Judah sounded so certain, as if he knew something she didn’t. But that wasn’t possible, was it? He might be a talented Ansara, with many abilities, but he was not a seer who could look into the future.
“Did someone tell you that Eve was destined to-”
“No one knew about Eve’s existence, except for you and Sidonia, until three days ago. How could anyone have told me anything about her?”
“Yes, of course.”
“She’s an amazing child, our little Eve.”

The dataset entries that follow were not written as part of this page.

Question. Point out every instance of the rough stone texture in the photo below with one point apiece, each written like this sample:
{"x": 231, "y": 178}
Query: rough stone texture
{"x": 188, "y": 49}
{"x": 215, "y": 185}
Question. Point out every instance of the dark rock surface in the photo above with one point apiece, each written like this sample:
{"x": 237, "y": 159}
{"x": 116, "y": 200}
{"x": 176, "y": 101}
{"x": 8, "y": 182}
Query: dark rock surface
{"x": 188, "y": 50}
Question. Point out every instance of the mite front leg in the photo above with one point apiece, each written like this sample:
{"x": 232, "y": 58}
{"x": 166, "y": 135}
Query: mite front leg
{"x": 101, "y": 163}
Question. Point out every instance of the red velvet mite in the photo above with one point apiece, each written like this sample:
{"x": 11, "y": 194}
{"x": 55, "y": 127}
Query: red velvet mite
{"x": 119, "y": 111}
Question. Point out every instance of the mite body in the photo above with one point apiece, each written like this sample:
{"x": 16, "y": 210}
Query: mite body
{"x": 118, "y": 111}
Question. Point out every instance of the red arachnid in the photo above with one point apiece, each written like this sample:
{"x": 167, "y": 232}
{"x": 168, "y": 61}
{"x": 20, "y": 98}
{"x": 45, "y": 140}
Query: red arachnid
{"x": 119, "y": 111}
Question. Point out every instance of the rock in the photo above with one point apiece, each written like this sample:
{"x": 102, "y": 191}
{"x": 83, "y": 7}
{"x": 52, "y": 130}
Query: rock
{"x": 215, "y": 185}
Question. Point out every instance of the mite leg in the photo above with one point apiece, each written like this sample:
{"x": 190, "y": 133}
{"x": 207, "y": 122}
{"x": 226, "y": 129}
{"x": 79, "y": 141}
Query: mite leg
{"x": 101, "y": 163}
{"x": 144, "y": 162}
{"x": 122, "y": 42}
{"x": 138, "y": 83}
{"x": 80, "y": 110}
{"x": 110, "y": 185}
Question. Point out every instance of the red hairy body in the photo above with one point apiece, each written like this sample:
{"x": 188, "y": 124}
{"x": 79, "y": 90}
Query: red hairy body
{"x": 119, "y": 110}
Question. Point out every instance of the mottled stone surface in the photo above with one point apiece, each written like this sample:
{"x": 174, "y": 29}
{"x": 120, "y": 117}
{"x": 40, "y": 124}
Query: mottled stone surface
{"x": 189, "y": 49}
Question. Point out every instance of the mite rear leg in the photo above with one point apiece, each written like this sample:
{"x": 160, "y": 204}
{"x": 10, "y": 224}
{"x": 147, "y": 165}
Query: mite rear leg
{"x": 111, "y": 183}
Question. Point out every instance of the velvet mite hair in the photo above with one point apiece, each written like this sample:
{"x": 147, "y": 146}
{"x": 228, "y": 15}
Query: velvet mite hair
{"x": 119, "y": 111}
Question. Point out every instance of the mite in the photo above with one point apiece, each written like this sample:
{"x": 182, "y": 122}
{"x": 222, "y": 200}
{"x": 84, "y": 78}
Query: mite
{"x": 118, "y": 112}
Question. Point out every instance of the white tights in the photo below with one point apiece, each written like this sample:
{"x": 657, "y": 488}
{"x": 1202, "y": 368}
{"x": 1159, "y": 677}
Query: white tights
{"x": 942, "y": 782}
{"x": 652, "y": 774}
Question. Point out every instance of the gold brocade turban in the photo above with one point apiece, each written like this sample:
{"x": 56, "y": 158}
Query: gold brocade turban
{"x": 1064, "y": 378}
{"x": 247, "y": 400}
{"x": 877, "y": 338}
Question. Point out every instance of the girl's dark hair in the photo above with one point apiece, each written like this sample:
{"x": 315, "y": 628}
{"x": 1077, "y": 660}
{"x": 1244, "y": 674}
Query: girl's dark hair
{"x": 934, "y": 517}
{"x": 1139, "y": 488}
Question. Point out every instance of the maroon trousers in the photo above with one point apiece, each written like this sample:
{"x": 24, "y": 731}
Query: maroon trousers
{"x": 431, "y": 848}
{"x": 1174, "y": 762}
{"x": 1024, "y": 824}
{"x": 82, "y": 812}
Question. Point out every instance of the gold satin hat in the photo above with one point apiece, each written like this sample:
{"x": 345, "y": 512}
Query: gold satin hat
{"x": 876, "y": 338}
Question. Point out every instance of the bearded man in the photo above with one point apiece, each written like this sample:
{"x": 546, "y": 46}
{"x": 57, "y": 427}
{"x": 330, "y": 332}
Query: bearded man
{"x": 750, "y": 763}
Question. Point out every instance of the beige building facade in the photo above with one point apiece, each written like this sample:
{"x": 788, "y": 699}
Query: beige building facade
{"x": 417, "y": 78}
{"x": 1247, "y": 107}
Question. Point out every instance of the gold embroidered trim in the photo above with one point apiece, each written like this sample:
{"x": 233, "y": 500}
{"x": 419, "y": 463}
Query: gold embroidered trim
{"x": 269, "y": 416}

When he stared at Mercy, visually stripping her bare as he so often did, she glanced away. “If by chance you encounter any other Raintree while you’re here, tell them your name is Judah Blackstone, and that you’re an old friend of mine from college. We’ve allowed visitors to come to the sanctuary before, friends of my family who needed the peace and solitude the home place offers. No one will question you further.”
“And if Eve tells someone that I’m her father, how will we handle that?”
“I’ll speak to her and explain that, for the present, we need to keep that fact our little secret.”
“Judah Blackstone, huh?”
“It’s as good a name as any.” She turned and headed toward the front porch steps. “I’m going up to say good-night to Eve. Are you coming with me?”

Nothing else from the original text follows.